I imported 'xlwings' library and use it to read data from one sheet, calculate needed values in python and then print out results in another sheet of the same file. I want to have Excel open and visible so to function as 'output dashboard'. This function is run in an infinite loop reading realtime stock prices.
import xlwings as xw
import numpy as np
import pandas as pd
...
...
tickdf = pd.DataFrame(xw.Book('datafile.xlsx').sheets['raw_data'].range((1,5)(1500, 8)).value)
tickdf.columns = ['time', 'price', 'all-tick','symb']
tickdf = tickdf[['time','symb', 'price', 'all-tick']]

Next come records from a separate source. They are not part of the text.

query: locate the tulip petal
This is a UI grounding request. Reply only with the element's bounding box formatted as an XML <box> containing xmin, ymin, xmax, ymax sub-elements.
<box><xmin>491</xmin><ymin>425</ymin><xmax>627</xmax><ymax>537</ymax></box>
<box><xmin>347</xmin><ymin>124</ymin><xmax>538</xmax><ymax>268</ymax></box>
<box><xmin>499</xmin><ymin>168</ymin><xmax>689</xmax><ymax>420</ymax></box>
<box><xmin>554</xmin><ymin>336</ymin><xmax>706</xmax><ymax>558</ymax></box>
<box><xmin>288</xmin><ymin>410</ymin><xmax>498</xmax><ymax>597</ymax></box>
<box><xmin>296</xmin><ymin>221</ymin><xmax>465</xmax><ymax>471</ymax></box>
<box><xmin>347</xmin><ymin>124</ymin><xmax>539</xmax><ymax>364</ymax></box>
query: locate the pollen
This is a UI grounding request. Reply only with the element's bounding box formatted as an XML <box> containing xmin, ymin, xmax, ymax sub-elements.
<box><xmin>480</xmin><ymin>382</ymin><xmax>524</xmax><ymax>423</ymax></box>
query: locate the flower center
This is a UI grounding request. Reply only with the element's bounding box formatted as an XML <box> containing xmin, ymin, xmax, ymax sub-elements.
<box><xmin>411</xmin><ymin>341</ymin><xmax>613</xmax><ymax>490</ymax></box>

#read data and fill a pandas.df with values, then re-order columns
try:
global ttt #this is used as temporary global pandas.df
global tttout #this is used as output global pandas.df copy
#they are global as they can be zeroed with another function
ttt= ttt.append(tickdf, ignore_index=False)
#at each loop, newly read ticks are added as rows to the end of ttt global.df.
ttt.drop_duplicates(inplace=True)
tttout = ttt.copy()
#to prevent outputting incomplete data,for extra-safety, I use a copy of the ttt as DF to be printed out on excel file. I find this as an extra-safety step
tttout = tttout.groupby(['time','symb'], as_index=False).agg({'all-tick':'sum', 'price':'first'})
tttout = tttout.set_index('time')
#sort it by time/name and set time as index
tttout = tttout.loc[tttout['all-tick'].isin(target_ticker)]
#find matching values comparing an array of a dozen values
tttout = tttout.sort_values(by = ['time', 'symb'], ascending = [False, True])
xw.Book(file_path).sheets['OUTPUT'].range('B2').value = tttout
I run this on a i5@4.2ghz, and this function, together with some other small other code, runs in 500-600ms per loop, which is fairly good (but not fantastic!) - I would like to know if there is a better approach and which step(s) might be bottlenecks.
Code reads 1500 rows, one per listed stock in alphabetical order, each of it is the 'last tick' passed on the market for that specific stock and it looks like this:
'10:00:04 | ABC | 10.33 | 50000'
'09:45:20 | XYZ | 5.260 | 200 '
'....
being time, stock symbol, price, quantity.
I want to investigate if there are some specific quantities that are traded on the market, such as 1.000.000 (as it represent a huge order) , or maybe just '1' as often is used as market 'heartbeat', a sort of fake order.
My approach is to use Pandas/Xlwings/ and 'isin' method. Is there a more efficient approach that might improve my script performance?